Computer Science Program, King Abdullah University of Science and Technology (KAUST), Computational Bioscience Research Centre (CBRC), Thuwal 23955-6900, Saudi Arabia.
Cell Rep Methods. 2025 Aug 18;5(8):101140. doi: 10.1016/j.crmeth.2025.101140. Epub 2025 Aug 11.
We identified a gene panel comprising 71 glycosyltransferases (GTs) that alter glycan patterns on cancer cells as they become more virulent. When these cancer-pattern GTs (CPGTs) were run through an algorithm trained on The Cancer Genome Atlas, they differentiated tumors from healthy tissue with 97% accuracy and clustered 27 cancers with 94% accuracy in external validation, revealing each variety's "biometric glycan ID." Using machine learning, we built four models for cancer classification, including two for detecting the molecular subtypes of breast cancer and glioma using even smaller CPGT sets. Our results reveal the power of using glyco-genes for diagnostics: Our breast cancer classifier was almost twice as effective in independent testing as the widely used prediction analysis of microarray 50 (PAM50) subtyping kit at differentiating between luminal A, luminal B, HER2-enriched, and basal-like breast cancers based on a comparable number of genes. Only four GT genes were needed to build a prognostic model for glioma survival.

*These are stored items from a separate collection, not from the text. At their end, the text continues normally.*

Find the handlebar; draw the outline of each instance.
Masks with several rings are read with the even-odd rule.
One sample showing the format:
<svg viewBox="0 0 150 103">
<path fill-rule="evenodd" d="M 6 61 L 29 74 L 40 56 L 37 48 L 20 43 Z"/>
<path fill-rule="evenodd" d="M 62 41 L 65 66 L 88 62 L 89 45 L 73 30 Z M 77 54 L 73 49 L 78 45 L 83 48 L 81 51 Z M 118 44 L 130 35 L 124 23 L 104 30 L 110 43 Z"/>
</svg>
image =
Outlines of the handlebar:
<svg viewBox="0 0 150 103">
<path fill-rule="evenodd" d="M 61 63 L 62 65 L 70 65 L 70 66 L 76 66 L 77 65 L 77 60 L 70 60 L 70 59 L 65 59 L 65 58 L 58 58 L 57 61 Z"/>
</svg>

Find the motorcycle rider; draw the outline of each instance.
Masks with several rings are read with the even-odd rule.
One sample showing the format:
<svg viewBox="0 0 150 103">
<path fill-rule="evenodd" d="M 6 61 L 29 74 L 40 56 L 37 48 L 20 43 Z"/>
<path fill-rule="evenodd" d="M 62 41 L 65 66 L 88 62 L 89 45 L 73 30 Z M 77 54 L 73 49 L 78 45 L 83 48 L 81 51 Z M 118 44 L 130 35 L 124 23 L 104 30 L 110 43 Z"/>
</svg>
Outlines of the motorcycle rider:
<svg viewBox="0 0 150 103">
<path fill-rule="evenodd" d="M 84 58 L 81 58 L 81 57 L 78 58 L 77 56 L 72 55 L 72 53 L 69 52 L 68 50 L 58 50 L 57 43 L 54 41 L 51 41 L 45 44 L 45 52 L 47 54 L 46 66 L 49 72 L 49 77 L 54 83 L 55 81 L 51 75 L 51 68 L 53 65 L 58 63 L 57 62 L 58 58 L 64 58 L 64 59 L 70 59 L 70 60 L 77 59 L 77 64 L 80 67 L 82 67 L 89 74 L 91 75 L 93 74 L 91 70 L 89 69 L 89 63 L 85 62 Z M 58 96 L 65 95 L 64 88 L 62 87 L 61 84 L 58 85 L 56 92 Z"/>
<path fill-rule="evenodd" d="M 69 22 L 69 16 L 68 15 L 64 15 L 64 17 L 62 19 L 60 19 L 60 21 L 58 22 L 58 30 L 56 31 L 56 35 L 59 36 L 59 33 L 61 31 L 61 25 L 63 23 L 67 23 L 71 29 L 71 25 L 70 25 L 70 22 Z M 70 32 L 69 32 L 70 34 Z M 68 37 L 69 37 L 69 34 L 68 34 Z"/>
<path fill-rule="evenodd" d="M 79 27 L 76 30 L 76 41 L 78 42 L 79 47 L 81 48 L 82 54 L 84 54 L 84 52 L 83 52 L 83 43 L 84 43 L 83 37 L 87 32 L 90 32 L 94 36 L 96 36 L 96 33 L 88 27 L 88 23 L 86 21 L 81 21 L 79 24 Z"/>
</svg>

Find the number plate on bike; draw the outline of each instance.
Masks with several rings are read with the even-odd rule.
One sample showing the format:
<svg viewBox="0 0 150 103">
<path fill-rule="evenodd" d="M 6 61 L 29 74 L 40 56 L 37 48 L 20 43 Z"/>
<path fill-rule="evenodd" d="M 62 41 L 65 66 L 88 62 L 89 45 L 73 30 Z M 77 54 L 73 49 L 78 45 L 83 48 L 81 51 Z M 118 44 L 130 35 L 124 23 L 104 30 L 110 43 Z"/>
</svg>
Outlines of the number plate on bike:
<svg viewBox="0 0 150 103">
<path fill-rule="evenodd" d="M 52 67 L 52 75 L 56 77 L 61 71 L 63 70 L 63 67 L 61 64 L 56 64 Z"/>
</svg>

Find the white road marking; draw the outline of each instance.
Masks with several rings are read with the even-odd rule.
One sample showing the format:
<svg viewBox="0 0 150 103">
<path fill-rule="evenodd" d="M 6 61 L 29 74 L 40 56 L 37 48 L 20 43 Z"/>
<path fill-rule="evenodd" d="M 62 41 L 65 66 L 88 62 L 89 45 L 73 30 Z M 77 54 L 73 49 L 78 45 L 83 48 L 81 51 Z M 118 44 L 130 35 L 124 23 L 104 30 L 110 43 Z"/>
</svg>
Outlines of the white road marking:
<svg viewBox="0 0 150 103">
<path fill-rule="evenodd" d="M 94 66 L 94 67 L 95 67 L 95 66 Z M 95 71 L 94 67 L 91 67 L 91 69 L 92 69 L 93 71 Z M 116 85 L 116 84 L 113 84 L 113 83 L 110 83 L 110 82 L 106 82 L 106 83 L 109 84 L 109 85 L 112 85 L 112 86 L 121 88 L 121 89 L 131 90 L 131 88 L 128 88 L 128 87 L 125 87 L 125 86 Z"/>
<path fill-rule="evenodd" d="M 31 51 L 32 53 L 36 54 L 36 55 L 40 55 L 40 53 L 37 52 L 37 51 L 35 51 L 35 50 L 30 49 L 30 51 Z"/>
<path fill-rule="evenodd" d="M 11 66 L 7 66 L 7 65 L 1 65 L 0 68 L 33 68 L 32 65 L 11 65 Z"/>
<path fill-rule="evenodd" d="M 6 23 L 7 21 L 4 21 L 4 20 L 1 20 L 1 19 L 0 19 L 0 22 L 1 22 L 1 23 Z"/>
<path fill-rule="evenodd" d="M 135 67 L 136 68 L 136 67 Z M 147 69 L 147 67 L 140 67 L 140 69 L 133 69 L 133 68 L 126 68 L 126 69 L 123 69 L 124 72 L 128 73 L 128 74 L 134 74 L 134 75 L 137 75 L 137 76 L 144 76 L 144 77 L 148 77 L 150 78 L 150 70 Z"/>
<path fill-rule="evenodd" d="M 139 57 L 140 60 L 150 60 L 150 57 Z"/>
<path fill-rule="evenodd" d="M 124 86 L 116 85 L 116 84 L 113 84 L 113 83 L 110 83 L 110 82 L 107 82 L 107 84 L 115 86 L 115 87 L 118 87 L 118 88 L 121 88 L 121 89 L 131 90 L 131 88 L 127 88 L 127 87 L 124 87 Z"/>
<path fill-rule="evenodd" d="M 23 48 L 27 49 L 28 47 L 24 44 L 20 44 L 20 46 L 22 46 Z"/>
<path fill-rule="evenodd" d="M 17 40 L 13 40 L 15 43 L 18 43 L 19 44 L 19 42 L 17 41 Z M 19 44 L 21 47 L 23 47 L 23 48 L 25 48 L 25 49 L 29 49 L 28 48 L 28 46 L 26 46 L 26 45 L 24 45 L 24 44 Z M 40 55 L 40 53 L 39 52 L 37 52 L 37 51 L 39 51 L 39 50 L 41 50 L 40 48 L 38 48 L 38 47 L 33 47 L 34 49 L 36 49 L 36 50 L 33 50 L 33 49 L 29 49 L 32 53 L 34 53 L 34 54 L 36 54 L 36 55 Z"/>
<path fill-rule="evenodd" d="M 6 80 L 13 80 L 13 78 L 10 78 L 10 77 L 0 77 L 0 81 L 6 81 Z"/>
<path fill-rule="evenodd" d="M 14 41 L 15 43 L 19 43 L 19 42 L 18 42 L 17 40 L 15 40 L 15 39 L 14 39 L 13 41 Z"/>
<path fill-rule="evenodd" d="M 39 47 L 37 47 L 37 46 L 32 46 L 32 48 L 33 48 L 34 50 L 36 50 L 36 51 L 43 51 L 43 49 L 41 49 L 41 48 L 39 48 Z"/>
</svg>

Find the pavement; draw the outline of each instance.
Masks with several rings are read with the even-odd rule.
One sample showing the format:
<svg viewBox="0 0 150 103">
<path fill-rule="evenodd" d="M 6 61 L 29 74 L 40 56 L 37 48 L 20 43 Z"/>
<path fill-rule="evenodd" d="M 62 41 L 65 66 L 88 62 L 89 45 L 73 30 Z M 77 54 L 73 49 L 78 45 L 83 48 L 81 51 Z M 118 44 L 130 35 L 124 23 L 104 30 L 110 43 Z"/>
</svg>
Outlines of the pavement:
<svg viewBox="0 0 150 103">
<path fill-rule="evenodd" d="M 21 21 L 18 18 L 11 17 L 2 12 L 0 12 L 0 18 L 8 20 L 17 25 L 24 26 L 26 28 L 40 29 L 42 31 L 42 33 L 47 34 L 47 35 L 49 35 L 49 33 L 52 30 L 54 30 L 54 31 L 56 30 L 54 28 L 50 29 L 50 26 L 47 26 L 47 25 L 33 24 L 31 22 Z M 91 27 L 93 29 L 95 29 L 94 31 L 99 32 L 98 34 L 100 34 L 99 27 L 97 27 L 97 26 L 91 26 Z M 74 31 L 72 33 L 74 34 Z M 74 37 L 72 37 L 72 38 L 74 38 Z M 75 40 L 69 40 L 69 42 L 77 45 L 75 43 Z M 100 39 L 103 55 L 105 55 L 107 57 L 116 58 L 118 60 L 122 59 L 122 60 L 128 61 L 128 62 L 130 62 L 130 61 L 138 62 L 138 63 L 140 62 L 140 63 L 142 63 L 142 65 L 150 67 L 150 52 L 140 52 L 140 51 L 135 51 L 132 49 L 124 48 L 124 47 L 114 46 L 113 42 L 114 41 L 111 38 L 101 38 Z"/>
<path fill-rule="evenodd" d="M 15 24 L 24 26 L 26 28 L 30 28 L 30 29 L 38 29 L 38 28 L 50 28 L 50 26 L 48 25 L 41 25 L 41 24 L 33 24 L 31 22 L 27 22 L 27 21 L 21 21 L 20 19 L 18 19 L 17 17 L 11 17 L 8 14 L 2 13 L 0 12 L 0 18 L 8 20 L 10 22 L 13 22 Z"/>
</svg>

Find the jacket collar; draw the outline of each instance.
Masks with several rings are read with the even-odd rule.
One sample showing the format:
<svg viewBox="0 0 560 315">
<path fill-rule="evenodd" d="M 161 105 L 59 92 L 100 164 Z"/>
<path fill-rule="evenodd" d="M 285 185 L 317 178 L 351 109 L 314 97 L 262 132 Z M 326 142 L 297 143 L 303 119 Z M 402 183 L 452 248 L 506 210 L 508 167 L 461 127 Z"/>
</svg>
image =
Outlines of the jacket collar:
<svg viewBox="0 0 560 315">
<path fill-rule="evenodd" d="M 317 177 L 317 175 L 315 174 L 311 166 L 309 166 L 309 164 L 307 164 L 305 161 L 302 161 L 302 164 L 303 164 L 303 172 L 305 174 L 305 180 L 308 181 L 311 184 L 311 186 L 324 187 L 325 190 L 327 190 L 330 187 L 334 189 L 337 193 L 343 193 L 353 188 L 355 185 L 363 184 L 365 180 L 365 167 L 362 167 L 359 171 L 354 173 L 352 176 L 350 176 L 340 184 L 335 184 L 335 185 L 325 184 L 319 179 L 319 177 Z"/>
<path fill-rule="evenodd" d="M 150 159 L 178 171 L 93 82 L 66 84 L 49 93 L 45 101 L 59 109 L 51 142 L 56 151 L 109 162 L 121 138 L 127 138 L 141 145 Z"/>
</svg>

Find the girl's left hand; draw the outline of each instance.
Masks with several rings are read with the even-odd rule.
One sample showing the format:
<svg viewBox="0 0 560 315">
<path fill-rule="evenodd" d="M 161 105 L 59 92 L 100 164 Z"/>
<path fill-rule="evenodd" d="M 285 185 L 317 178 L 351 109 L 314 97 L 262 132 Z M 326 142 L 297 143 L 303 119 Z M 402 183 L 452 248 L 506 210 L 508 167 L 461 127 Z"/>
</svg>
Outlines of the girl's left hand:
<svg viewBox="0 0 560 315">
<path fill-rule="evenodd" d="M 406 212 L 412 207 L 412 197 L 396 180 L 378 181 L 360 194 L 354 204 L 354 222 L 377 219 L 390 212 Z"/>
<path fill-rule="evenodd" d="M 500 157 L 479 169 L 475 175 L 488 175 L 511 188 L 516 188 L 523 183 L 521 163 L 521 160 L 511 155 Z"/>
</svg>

我们鉴定出了一个由71种糖基转移酶(GT)组成的基因面板,这些酶在癌细胞变得更具侵袭性时会改变其聚糖模式。当这些癌症模式糖基转移酶(CPGT)通过在癌症基因组图谱上训练的算法运行时,它们在外部验证中以97%的准确率区分肿瘤与健康组织,并以94%的准确率对27种癌症进行聚类,揭示了每种癌症的“生物特征聚糖ID”。利用机器学习,我们构建了四种癌症分类模型,其中两种使用甚至更小的CPGT集来检测乳腺癌和神经胶质瘤的分子亚型。我们的结果揭示了使用糖基因进行诊断的强大作用:在基于相当数量基因区分腔面A型、腔面B型、HER2富集型和基底样乳腺癌方面,我们的乳腺癌分类器在独立测试中的效果几乎是广泛使用的微阵列50(PAM50)亚型检测试剂盒的两倍。仅需四个GT基因就能构建神经胶质瘤生存的预后模型。